The directness of the rays which transmit the forms and colours of the bodies whence they proceed does not tinge the air nor can they affect each other by contact where they intersect. They affect only the spot where they vanish and cease to exist, because that spot faces and is faced by the original source of these rays, and no other object, which surrounds that original source can be seen by the eye where these rays are cut off and destroyed, leaving there the spoil they have conveyed to it. And this is proved by the 4th [proposition], on the colour of bodies, which says: The surface of every opaque body is affected by the colour of surrounding objects; hence we may conclude that the spot which, by means of the rays which convey the image, faces—and is faced by the cause of the image, assumes the colour of that object.
On the colours of derived shadows (275. 276).
275.
ANY SHADOW CAST BY AN OPAQUE BODY SMALLER THAN THE LIGHT CAUSING THE SHADOW WILL THROW A DERIVED SHADOW WHICH IS TINGED BY THE COLOUR OF THE LIGHT.

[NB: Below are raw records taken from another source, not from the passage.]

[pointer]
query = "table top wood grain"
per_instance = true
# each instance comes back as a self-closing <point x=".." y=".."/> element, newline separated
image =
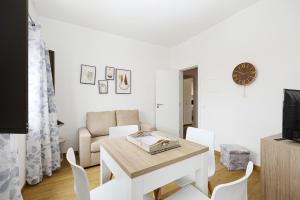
<point x="136" y="162"/>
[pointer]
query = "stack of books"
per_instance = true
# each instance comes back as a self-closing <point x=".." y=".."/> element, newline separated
<point x="153" y="143"/>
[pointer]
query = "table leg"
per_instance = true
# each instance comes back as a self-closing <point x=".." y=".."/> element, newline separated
<point x="105" y="172"/>
<point x="201" y="175"/>
<point x="136" y="190"/>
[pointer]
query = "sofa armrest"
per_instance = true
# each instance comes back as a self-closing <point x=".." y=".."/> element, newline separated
<point x="84" y="147"/>
<point x="147" y="127"/>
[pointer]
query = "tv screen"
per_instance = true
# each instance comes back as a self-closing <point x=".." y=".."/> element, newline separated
<point x="14" y="65"/>
<point x="291" y="115"/>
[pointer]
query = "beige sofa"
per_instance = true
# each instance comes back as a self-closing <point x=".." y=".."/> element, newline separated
<point x="97" y="125"/>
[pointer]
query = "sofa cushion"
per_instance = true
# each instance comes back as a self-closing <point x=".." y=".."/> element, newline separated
<point x="95" y="143"/>
<point x="98" y="123"/>
<point x="127" y="117"/>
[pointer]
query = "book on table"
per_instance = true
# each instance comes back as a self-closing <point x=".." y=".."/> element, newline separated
<point x="153" y="143"/>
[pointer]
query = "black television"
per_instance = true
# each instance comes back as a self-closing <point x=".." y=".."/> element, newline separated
<point x="291" y="115"/>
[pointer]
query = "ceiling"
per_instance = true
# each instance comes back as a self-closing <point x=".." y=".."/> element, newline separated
<point x="162" y="22"/>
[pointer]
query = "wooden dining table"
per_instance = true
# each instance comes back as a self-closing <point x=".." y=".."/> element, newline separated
<point x="143" y="172"/>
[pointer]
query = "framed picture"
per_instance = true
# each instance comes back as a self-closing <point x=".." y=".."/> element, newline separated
<point x="88" y="74"/>
<point x="103" y="86"/>
<point x="109" y="73"/>
<point x="123" y="81"/>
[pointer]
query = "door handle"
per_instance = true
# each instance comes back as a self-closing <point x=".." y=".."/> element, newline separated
<point x="159" y="104"/>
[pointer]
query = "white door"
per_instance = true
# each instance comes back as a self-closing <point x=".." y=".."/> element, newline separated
<point x="187" y="101"/>
<point x="167" y="101"/>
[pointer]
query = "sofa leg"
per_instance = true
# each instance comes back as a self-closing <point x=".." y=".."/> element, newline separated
<point x="156" y="193"/>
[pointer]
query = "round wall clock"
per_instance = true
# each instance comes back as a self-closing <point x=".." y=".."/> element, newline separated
<point x="244" y="74"/>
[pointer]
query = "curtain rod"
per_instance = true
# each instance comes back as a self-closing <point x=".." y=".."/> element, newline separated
<point x="31" y="20"/>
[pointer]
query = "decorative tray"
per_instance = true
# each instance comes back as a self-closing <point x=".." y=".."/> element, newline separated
<point x="153" y="143"/>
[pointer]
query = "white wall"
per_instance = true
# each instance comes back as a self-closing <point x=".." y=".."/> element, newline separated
<point x="75" y="45"/>
<point x="265" y="34"/>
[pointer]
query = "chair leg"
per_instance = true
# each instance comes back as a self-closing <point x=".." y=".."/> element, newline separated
<point x="209" y="188"/>
<point x="110" y="176"/>
<point x="156" y="193"/>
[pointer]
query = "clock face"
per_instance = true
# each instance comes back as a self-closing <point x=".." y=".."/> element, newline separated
<point x="244" y="74"/>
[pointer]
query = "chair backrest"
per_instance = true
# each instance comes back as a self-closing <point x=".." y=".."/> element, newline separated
<point x="119" y="131"/>
<point x="206" y="138"/>
<point x="81" y="185"/>
<point x="236" y="190"/>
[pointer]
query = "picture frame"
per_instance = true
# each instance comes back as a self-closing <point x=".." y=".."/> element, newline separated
<point x="88" y="74"/>
<point x="103" y="86"/>
<point x="109" y="73"/>
<point x="123" y="81"/>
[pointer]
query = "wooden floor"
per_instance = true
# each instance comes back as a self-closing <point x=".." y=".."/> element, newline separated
<point x="60" y="185"/>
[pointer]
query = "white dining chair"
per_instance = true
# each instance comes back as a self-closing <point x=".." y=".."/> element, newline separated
<point x="206" y="138"/>
<point x="112" y="190"/>
<point x="236" y="190"/>
<point x="120" y="131"/>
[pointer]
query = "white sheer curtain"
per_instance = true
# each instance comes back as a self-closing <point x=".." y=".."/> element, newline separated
<point x="42" y="145"/>
<point x="9" y="170"/>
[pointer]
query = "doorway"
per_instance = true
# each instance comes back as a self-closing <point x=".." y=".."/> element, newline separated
<point x="188" y="99"/>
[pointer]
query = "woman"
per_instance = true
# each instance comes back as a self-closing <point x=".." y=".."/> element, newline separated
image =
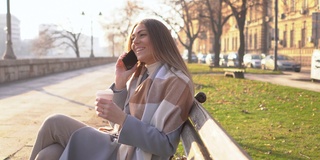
<point x="150" y="104"/>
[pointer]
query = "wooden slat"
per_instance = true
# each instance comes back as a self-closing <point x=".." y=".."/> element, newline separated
<point x="193" y="146"/>
<point x="215" y="139"/>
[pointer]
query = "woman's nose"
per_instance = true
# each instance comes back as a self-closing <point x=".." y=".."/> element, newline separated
<point x="136" y="40"/>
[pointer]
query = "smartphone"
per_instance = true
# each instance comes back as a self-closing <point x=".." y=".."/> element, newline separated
<point x="130" y="60"/>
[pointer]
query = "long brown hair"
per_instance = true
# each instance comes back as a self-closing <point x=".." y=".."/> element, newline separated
<point x="166" y="50"/>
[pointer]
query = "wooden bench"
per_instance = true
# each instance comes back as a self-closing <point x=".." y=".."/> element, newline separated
<point x="234" y="72"/>
<point x="203" y="138"/>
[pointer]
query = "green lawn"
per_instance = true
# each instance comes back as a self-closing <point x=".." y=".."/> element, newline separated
<point x="268" y="121"/>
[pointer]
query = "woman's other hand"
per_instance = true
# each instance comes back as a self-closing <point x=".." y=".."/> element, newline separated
<point x="122" y="74"/>
<point x="110" y="111"/>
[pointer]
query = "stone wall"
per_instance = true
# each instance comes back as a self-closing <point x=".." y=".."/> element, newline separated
<point x="12" y="70"/>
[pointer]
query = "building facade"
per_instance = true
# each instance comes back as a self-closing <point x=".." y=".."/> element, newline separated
<point x="298" y="29"/>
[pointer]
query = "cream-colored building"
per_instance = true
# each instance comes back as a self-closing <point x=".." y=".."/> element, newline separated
<point x="298" y="29"/>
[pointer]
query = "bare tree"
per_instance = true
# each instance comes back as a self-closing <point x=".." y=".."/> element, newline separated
<point x="188" y="24"/>
<point x="117" y="30"/>
<point x="43" y="44"/>
<point x="217" y="17"/>
<point x="68" y="39"/>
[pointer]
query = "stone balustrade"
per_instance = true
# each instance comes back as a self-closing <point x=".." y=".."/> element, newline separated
<point x="12" y="70"/>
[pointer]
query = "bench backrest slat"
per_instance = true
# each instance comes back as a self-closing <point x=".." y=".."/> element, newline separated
<point x="215" y="139"/>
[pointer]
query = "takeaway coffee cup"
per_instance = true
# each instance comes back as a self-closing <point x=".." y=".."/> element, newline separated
<point x="105" y="94"/>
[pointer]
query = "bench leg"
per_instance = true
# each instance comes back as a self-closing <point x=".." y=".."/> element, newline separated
<point x="238" y="75"/>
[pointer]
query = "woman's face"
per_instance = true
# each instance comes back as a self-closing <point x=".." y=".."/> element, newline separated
<point x="142" y="45"/>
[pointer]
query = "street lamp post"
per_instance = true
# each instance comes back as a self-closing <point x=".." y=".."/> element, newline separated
<point x="8" y="54"/>
<point x="91" y="54"/>
<point x="276" y="35"/>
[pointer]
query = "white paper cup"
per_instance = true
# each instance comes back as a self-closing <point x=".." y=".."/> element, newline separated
<point x="105" y="94"/>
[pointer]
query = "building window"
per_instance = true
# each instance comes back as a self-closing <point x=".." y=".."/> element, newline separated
<point x="292" y="36"/>
<point x="304" y="4"/>
<point x="292" y="6"/>
<point x="250" y="41"/>
<point x="236" y="42"/>
<point x="284" y="39"/>
<point x="303" y="34"/>
<point x="255" y="40"/>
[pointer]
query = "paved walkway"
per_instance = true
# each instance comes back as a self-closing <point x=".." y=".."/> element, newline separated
<point x="25" y="104"/>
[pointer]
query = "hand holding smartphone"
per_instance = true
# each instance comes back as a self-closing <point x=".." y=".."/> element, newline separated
<point x="130" y="60"/>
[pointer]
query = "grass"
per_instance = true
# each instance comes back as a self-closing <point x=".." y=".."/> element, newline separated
<point x="268" y="121"/>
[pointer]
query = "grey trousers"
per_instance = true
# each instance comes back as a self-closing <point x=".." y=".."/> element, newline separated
<point x="53" y="137"/>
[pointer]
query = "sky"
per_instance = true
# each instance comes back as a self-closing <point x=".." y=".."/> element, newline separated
<point x="32" y="13"/>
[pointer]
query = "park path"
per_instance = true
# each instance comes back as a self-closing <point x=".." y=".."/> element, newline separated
<point x="25" y="104"/>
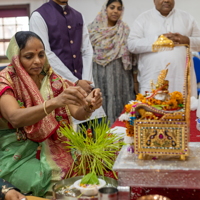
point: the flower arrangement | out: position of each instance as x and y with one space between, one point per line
174 102
93 152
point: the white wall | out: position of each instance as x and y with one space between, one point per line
34 4
90 8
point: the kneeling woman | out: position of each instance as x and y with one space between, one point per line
34 102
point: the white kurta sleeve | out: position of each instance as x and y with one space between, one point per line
137 41
195 37
87 54
38 25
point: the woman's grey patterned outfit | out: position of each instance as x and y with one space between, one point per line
117 87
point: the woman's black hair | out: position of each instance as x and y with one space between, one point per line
111 1
23 36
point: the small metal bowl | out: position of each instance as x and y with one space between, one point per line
72 193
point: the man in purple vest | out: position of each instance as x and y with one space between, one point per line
67 43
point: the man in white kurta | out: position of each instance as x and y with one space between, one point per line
178 26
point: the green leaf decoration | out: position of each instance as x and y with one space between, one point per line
91 179
97 154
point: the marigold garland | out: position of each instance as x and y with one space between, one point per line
175 101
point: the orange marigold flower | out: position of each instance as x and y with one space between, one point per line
172 103
151 101
128 107
140 97
158 102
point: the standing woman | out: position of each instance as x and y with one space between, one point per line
112 67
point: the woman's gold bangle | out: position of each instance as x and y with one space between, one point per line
44 106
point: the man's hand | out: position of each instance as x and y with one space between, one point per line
177 38
86 85
14 195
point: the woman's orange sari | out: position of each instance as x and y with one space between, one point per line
16 81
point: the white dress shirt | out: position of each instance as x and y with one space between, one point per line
39 26
145 31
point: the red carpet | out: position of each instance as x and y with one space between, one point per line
173 194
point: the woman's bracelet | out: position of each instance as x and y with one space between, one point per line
88 111
44 107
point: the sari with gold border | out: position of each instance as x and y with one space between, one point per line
19 148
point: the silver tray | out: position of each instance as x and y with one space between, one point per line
73 194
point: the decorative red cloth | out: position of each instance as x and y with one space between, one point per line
173 194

Let n be the source of the shadow e f; it will assume its hue. Let o be the source of h e which will in the same way be tinged by its hue and so also the colour of v h will be affected by p which causes it; and the shadow of the triangle z k y will be affected by the colour of q, because it is produced by it. [7] In proportion as c d goes into a d, will n r s be darker than m; and the rest of the space will be shadowless [11]. f g is the highest light, because here the whole light of the window a d falls; and thus on the opaque body m e is in equally high light; z k y is a triangle which includes the deepest shadow, because the light a d cannot reach any part of it. x h is the 2nd grade of shadow, because it receives only 1/3 of the light from the window, that is c d. The third grade of shadow is h e, where two thirds of the light from the window is visible. The last grade of shadow is b d e f, because the highest grade of light from the window falls at f.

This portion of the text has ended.